# Very cool and simple Ghost effect



## grimghost (May 24, 2010)

saw this while searching the web, very cool effect

http://www.wackyarchives.com/offbeat/easy-do-it-yourself-ghost.html


----------



## MorbidMariah (Mar 28, 2009)

Yeah, I remember seeing this on HauntProject before. SO cool! From a distance, it is just beautiful and ethereal.


----------



## hpropman (Jul 27, 2008)

cool idea if you have a big yard to haunt thanks for sharing


----------



## Girl of Vlad (Sep 3, 2009)

thanks for sharing that, great idea.


----------



## Granges Grim Ghouls (Jan 31, 2009)

I made this ghost. I love it. But i don't think anyone saw it. Should it put some light on it??


----------



## tot13 (Jul 25, 2007)

Granges Grim Ghouls said:


> I made this ghost. I love it. But i don't think anyone saw it. Should it put some light on it??

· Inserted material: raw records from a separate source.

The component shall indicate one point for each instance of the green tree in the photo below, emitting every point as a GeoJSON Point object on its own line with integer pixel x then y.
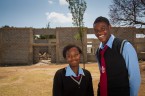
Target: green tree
{"type": "Point", "coordinates": [127, 12]}
{"type": "Point", "coordinates": [77, 8]}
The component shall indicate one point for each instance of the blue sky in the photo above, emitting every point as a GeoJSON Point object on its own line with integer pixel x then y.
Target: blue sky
{"type": "Point", "coordinates": [37, 13]}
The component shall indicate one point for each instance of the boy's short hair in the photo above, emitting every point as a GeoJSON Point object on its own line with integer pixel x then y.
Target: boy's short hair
{"type": "Point", "coordinates": [101, 19]}
{"type": "Point", "coordinates": [66, 48]}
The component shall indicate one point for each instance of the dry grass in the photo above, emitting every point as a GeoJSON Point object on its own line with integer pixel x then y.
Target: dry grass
{"type": "Point", "coordinates": [37, 80]}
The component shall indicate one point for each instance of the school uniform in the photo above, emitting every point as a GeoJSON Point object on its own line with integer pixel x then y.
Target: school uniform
{"type": "Point", "coordinates": [122, 69]}
{"type": "Point", "coordinates": [66, 83]}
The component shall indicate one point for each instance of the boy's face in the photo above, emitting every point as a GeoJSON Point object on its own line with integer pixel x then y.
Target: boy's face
{"type": "Point", "coordinates": [73, 57]}
{"type": "Point", "coordinates": [102, 31]}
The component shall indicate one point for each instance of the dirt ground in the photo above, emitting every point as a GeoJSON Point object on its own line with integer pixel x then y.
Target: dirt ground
{"type": "Point", "coordinates": [37, 80]}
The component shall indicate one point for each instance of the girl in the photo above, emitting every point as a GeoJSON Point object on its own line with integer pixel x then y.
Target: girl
{"type": "Point", "coordinates": [72, 80]}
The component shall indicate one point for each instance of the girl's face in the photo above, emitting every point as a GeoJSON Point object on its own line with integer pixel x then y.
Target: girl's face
{"type": "Point", "coordinates": [73, 57]}
{"type": "Point", "coordinates": [102, 31]}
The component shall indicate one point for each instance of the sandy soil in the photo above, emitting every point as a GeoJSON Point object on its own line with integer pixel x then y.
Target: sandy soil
{"type": "Point", "coordinates": [37, 80]}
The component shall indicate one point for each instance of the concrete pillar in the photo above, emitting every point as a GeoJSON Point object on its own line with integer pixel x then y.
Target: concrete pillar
{"type": "Point", "coordinates": [30, 57]}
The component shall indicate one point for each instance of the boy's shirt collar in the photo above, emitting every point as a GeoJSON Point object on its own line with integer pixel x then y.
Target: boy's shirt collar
{"type": "Point", "coordinates": [109, 42]}
{"type": "Point", "coordinates": [69, 71]}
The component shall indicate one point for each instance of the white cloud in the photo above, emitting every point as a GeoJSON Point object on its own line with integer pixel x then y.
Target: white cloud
{"type": "Point", "coordinates": [50, 1]}
{"type": "Point", "coordinates": [59, 17]}
{"type": "Point", "coordinates": [63, 2]}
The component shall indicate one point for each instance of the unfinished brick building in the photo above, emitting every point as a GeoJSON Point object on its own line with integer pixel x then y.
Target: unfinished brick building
{"type": "Point", "coordinates": [19, 47]}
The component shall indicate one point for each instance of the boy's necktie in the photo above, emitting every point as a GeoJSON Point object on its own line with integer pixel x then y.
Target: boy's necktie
{"type": "Point", "coordinates": [103, 75]}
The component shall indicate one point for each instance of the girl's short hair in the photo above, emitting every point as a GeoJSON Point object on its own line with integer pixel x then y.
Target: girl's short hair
{"type": "Point", "coordinates": [66, 48]}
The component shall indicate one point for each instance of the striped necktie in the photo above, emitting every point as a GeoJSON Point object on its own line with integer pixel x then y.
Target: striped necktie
{"type": "Point", "coordinates": [103, 75]}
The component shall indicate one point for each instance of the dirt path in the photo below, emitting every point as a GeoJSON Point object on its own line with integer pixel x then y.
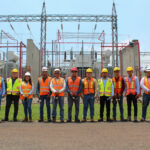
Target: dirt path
{"type": "Point", "coordinates": [87, 136]}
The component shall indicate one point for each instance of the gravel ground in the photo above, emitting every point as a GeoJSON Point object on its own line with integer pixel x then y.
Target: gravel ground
{"type": "Point", "coordinates": [72, 136]}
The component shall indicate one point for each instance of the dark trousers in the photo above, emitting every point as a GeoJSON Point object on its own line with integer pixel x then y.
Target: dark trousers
{"type": "Point", "coordinates": [132, 98]}
{"type": "Point", "coordinates": [120, 102]}
{"type": "Point", "coordinates": [70, 104]}
{"type": "Point", "coordinates": [9, 100]}
{"type": "Point", "coordinates": [146, 101]}
{"type": "Point", "coordinates": [104, 100]}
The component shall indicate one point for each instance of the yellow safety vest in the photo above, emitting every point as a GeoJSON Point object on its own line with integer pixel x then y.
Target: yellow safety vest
{"type": "Point", "coordinates": [14, 90]}
{"type": "Point", "coordinates": [105, 91]}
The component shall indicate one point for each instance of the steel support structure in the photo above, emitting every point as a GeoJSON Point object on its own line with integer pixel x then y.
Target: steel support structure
{"type": "Point", "coordinates": [44, 18]}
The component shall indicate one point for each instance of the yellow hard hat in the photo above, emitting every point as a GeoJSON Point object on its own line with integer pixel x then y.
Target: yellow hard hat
{"type": "Point", "coordinates": [104, 70]}
{"type": "Point", "coordinates": [15, 70]}
{"type": "Point", "coordinates": [116, 69]}
{"type": "Point", "coordinates": [129, 69]}
{"type": "Point", "coordinates": [89, 70]}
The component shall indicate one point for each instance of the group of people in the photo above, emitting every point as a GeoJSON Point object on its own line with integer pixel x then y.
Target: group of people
{"type": "Point", "coordinates": [88, 88]}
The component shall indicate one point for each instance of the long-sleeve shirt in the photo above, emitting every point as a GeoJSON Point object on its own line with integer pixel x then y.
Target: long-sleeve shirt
{"type": "Point", "coordinates": [38, 86]}
{"type": "Point", "coordinates": [59, 91]}
{"type": "Point", "coordinates": [137, 85]}
{"type": "Point", "coordinates": [104, 82]}
{"type": "Point", "coordinates": [3, 91]}
{"type": "Point", "coordinates": [143, 86]}
{"type": "Point", "coordinates": [31, 91]}
{"type": "Point", "coordinates": [80, 86]}
{"type": "Point", "coordinates": [95, 86]}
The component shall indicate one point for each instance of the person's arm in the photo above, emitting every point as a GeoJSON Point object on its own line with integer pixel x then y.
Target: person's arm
{"type": "Point", "coordinates": [37, 88]}
{"type": "Point", "coordinates": [112, 89]}
{"type": "Point", "coordinates": [143, 86]}
{"type": "Point", "coordinates": [137, 85]}
{"type": "Point", "coordinates": [64, 87]}
{"type": "Point", "coordinates": [21, 90]}
{"type": "Point", "coordinates": [67, 87]}
{"type": "Point", "coordinates": [95, 87]}
{"type": "Point", "coordinates": [80, 87]}
{"type": "Point", "coordinates": [3, 87]}
{"type": "Point", "coordinates": [51, 87]}
{"type": "Point", "coordinates": [32, 90]}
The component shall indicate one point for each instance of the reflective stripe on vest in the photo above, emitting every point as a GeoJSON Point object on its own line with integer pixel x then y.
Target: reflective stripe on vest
{"type": "Point", "coordinates": [105, 91]}
{"type": "Point", "coordinates": [0, 83]}
{"type": "Point", "coordinates": [117, 85]}
{"type": "Point", "coordinates": [89, 87]}
{"type": "Point", "coordinates": [14, 90]}
{"type": "Point", "coordinates": [147, 84]}
{"type": "Point", "coordinates": [26, 90]}
{"type": "Point", "coordinates": [74, 86]}
{"type": "Point", "coordinates": [131, 88]}
{"type": "Point", "coordinates": [44, 85]}
{"type": "Point", "coordinates": [58, 85]}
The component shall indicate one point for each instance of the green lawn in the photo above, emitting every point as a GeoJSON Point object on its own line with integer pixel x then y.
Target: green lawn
{"type": "Point", "coordinates": [36, 111]}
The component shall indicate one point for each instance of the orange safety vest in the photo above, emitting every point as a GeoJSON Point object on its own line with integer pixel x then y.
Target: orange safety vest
{"type": "Point", "coordinates": [0, 83]}
{"type": "Point", "coordinates": [74, 86]}
{"type": "Point", "coordinates": [88, 86]}
{"type": "Point", "coordinates": [44, 85]}
{"type": "Point", "coordinates": [117, 85]}
{"type": "Point", "coordinates": [26, 90]}
{"type": "Point", "coordinates": [147, 84]}
{"type": "Point", "coordinates": [131, 88]}
{"type": "Point", "coordinates": [58, 85]}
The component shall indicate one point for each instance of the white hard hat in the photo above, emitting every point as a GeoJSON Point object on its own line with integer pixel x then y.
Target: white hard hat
{"type": "Point", "coordinates": [57, 70]}
{"type": "Point", "coordinates": [44, 69]}
{"type": "Point", "coordinates": [27, 74]}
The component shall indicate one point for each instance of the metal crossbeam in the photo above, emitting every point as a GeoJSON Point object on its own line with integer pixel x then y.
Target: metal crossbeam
{"type": "Point", "coordinates": [57, 18]}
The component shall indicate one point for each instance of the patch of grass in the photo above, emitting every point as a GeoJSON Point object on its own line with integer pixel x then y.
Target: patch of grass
{"type": "Point", "coordinates": [36, 112]}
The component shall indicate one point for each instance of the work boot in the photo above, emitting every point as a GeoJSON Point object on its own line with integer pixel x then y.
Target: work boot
{"type": "Point", "coordinates": [69, 120]}
{"type": "Point", "coordinates": [135, 119]}
{"type": "Point", "coordinates": [100, 120]}
{"type": "Point", "coordinates": [49, 120]}
{"type": "Point", "coordinates": [30, 119]}
{"type": "Point", "coordinates": [92, 120]}
{"type": "Point", "coordinates": [41, 119]}
{"type": "Point", "coordinates": [25, 119]}
{"type": "Point", "coordinates": [62, 121]}
{"type": "Point", "coordinates": [129, 118]}
{"type": "Point", "coordinates": [84, 120]}
{"type": "Point", "coordinates": [143, 120]}
{"type": "Point", "coordinates": [6, 119]}
{"type": "Point", "coordinates": [54, 119]}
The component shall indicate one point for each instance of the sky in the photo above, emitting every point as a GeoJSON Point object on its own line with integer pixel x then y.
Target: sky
{"type": "Point", "coordinates": [133, 18]}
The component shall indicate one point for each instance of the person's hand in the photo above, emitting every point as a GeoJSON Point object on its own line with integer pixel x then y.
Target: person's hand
{"type": "Point", "coordinates": [138, 95]}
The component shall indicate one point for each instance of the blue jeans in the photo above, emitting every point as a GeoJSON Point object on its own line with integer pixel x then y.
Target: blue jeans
{"type": "Point", "coordinates": [70, 104]}
{"type": "Point", "coordinates": [88, 100]}
{"type": "Point", "coordinates": [27, 107]}
{"type": "Point", "coordinates": [60, 100]}
{"type": "Point", "coordinates": [42, 98]}
{"type": "Point", "coordinates": [120, 102]}
{"type": "Point", "coordinates": [146, 100]}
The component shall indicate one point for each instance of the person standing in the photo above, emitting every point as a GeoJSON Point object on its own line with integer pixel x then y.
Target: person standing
{"type": "Point", "coordinates": [106, 93]}
{"type": "Point", "coordinates": [58, 86]}
{"type": "Point", "coordinates": [119, 86]}
{"type": "Point", "coordinates": [145, 85]}
{"type": "Point", "coordinates": [132, 92]}
{"type": "Point", "coordinates": [89, 94]}
{"type": "Point", "coordinates": [43, 92]}
{"type": "Point", "coordinates": [74, 88]}
{"type": "Point", "coordinates": [26, 95]}
{"type": "Point", "coordinates": [13, 87]}
{"type": "Point", "coordinates": [2, 89]}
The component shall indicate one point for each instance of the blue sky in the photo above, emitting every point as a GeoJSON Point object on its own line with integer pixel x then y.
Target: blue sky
{"type": "Point", "coordinates": [133, 18]}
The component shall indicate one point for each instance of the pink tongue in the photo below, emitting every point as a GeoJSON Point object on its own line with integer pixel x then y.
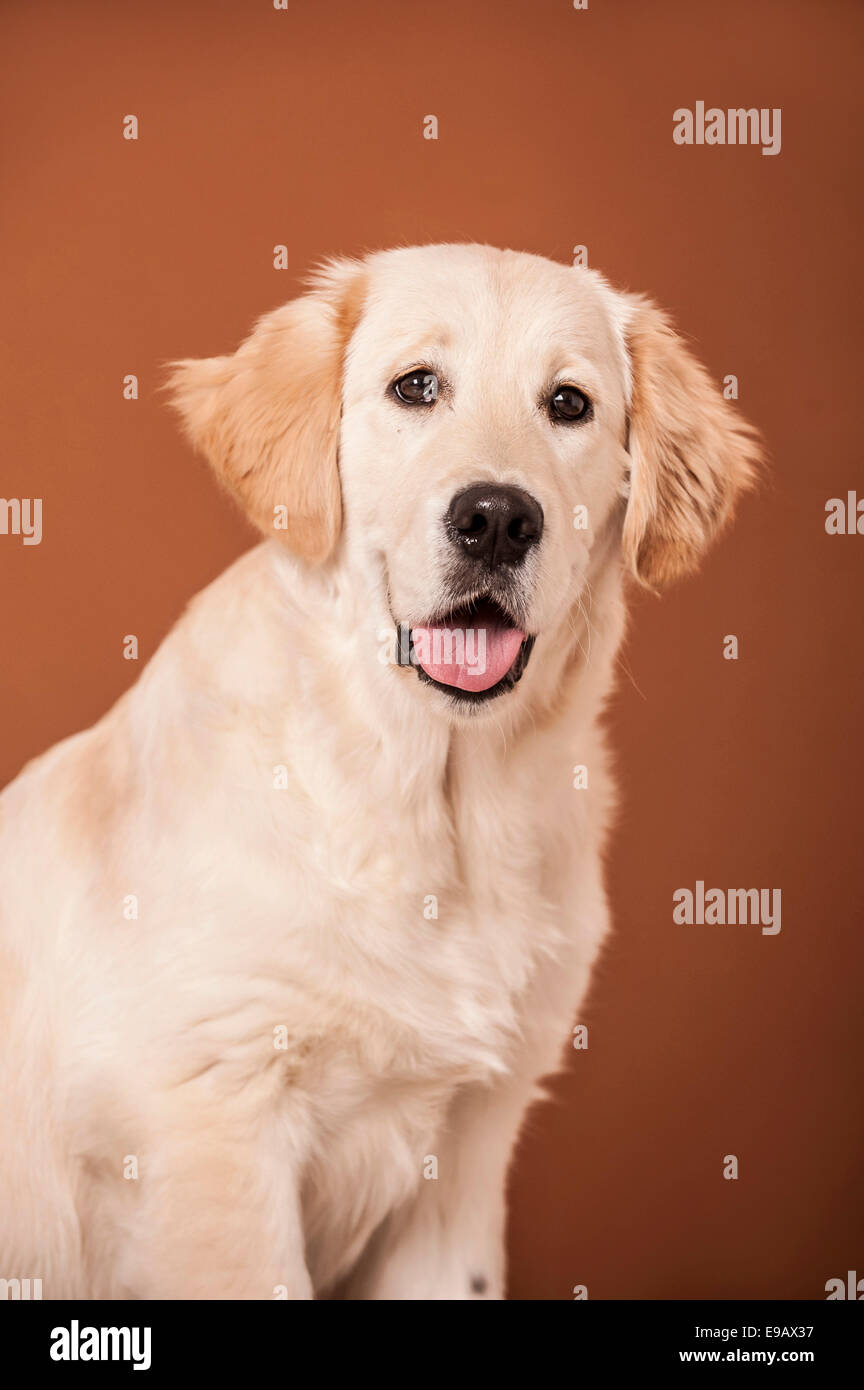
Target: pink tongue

Is your chicken wire shiny and new? If not, it may be difficult to see if you don't already know its there. Also, you may hit it with some chrome spray paint and then try a little back-lighting to really make it stand out.


----------



## Mr_Chicken (Nov 26, 2008)

A little light from below or above is worth a try. Just enough to let the wire catch a little of the light, but not enough to really light up the whole area. It's supposed to be a subtle effect.


----------



## GhoulishGadgets (May 13, 2010)

Sweet effect, I like that, great as a distant effect

would be interesting to try different lighting effects
- if in total darkness, so unseen normally, then fade up lighting, then down again 
- or have a few in different positions and sequence the fading to almost give a jumping around impression (maybe strobes would be better)

then theres always the idea of animating this in many ways... turning would be simple, perhaps on a small track to make the ghost glide? 

and of course, add a some chilled fog

Si


----------



## BioHazardCustoms (Aug 5, 2009)

We made this a while back, and used cheese cloth dipped in fabric softener as an outside layer. Under a black light from about 30-40 yards away, she is a VERY creepy lady. Can't get a decent nighttime picture, though.


----------